In his latest Katrina Pain Index report, civil rights attorney Bill Quigley shared statistics that paint a grim reality facing the city’s poor and working-class residents.

Quigley points out, for example, it costs 33 percent more to rent a one-bedroom apartment than it did in 2005 and 41 percent more to rent a two-bedroom apartment.

With sky-high rental rates, ever-rising property taxes, Sewerage & Water Board fees, insurance rates and energy bills, life is anything but easy for most of the residents of this majority-Black city.

While Katrina recovery was supposed to make things better for residents, Quigley’s Katrina Pain Index makes it clear that the benefits of living in a “new New Orleans” have not trickled down to the Black masses.
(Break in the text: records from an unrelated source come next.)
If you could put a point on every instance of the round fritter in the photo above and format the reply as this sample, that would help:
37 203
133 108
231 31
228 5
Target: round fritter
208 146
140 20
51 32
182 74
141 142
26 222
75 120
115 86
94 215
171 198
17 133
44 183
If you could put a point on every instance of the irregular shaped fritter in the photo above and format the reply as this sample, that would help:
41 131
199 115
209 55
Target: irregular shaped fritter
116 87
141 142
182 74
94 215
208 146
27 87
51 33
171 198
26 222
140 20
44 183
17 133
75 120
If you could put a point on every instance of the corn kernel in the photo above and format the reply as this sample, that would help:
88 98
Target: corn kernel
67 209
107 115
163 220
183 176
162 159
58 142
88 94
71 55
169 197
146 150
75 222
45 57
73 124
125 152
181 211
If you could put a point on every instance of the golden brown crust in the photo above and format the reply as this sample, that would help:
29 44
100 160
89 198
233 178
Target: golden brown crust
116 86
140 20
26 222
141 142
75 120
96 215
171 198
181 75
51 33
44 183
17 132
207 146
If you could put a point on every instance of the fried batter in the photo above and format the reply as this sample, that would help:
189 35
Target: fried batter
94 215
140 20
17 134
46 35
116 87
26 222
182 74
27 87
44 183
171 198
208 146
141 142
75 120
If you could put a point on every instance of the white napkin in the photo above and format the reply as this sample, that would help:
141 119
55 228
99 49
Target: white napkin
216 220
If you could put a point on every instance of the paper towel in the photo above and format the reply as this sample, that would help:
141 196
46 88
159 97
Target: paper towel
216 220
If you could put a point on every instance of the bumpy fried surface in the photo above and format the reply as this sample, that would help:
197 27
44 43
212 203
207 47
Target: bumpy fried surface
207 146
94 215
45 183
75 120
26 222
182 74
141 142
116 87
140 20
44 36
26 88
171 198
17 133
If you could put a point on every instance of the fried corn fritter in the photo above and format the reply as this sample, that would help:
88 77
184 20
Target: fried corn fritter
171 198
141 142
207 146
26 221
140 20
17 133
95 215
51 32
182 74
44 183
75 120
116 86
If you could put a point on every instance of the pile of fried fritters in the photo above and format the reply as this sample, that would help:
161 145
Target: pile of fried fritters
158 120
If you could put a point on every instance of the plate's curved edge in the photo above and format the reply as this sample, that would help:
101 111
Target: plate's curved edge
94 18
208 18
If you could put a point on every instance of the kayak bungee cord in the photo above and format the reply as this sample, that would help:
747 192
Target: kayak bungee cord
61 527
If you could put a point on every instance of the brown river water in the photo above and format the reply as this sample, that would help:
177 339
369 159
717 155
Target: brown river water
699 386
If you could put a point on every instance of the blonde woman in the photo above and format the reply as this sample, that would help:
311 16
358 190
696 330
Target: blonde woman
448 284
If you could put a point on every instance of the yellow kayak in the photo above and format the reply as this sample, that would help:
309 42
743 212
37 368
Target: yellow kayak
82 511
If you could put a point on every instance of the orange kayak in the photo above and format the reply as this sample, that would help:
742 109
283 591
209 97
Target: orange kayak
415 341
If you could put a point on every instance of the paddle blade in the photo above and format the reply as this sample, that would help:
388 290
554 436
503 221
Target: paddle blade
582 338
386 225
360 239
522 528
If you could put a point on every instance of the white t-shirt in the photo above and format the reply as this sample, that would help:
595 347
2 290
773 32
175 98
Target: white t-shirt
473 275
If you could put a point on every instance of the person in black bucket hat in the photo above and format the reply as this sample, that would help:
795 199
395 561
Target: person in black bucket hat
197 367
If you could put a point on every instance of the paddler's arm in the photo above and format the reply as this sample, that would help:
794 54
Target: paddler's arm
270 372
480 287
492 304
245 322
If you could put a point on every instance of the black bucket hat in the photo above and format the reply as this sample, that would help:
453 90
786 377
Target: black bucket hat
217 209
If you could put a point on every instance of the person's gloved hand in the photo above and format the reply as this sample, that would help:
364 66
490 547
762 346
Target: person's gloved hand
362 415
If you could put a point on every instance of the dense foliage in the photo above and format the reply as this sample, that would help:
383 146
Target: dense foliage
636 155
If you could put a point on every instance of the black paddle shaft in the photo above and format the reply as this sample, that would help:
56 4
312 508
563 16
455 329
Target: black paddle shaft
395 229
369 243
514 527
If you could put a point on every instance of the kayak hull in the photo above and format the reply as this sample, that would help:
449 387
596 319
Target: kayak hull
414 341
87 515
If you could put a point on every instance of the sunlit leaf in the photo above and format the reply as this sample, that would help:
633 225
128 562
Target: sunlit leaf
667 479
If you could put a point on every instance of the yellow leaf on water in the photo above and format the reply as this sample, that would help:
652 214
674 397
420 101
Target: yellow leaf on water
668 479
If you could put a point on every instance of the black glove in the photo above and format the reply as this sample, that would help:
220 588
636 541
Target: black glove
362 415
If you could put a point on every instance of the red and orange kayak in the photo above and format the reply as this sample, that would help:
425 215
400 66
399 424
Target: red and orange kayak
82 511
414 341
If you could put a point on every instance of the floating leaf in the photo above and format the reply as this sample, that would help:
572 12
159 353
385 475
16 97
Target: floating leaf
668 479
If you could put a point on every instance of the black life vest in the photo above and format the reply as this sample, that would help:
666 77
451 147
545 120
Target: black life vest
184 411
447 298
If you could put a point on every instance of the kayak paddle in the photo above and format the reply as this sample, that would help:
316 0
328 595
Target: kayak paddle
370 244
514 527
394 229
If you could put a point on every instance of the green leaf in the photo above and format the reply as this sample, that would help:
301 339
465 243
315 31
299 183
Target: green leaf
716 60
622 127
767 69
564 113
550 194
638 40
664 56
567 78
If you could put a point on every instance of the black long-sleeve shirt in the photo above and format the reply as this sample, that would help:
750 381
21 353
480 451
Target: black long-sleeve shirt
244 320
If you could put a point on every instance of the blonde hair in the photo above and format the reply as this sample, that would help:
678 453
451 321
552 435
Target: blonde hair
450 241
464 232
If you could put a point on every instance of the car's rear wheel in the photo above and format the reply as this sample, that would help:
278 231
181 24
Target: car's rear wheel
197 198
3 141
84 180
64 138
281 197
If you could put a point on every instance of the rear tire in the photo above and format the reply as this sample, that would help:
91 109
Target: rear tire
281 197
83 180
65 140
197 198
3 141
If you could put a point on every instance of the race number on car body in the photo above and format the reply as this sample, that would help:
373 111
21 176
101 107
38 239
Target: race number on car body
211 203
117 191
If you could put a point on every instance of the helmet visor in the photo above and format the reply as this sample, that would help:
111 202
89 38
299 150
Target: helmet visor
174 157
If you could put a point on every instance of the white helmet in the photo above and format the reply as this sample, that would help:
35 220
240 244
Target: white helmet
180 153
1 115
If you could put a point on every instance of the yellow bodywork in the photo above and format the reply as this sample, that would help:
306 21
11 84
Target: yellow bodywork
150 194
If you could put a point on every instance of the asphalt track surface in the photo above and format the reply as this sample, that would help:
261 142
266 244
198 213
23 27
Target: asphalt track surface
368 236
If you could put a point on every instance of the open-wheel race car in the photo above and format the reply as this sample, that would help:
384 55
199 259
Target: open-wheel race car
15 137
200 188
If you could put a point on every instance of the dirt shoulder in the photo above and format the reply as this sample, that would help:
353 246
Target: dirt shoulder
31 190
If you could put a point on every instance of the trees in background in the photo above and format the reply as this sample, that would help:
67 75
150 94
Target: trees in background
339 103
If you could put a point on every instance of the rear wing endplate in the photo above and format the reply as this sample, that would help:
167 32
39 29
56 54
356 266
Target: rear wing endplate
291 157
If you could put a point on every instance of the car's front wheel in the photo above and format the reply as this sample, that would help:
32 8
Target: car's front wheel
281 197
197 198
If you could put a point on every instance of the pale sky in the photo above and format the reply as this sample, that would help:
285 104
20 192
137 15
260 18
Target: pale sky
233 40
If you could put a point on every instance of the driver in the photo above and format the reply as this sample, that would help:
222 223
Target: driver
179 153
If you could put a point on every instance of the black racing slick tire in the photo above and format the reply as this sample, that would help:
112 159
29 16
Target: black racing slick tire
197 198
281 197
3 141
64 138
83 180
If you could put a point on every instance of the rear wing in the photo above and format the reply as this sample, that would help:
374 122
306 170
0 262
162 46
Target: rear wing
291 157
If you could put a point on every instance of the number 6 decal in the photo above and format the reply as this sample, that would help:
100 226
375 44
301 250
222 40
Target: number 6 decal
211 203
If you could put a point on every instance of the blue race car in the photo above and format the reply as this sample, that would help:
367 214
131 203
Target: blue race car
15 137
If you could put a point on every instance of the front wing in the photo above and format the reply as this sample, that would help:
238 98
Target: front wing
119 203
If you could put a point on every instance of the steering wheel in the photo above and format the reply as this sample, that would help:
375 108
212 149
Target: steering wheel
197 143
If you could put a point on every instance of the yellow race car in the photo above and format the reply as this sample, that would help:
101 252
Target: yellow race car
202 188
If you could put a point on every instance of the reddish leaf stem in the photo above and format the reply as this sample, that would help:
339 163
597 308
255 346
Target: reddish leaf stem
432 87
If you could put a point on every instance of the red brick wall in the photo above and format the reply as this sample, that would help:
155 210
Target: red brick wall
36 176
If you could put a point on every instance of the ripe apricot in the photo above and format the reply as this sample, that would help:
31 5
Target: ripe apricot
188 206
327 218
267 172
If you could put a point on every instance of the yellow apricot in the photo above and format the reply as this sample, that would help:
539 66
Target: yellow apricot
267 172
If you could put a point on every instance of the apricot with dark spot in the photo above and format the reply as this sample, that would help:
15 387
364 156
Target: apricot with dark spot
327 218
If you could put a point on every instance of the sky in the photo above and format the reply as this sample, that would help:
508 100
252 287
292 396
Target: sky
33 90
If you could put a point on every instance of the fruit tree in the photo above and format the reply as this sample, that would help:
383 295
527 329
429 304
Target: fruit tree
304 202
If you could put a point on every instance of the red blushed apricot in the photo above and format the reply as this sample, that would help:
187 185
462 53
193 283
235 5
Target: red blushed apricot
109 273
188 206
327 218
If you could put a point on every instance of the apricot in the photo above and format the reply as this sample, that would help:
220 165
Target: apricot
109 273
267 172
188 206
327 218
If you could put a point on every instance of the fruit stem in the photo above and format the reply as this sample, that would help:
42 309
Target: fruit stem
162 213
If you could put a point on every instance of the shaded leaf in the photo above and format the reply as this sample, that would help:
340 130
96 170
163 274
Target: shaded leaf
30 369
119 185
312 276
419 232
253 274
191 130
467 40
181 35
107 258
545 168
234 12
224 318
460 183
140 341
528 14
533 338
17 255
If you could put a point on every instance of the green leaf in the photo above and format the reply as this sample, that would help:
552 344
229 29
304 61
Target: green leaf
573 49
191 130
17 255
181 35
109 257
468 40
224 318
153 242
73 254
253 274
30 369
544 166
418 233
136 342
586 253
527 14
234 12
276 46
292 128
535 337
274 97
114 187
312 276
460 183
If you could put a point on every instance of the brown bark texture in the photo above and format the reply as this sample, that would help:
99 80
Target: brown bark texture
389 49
For instance, he reported that the median income for white families is $60,553, compared to a median income of $25,102 for Black families. Those numbers explain why 50 percent of the city’s Black children live in poor households. The Data Center reported that 37 percent of New Orleans renters spend more than 50 percent of their income on rent, leaving very little money for other expenses. Before Katrina, the average renter spent 19 percent of his or her income on rent.

Making matters worse is the fact that there are 9,000 fewer New Orleanians receiving food stamps than before Katrina and 6,000 fewer people receiving Social Security than there were before Katrina.

Despite these numbers, the Landrieu administration and non-profit groups have touted the city’s progress in transforming New Orleans into a world-class city.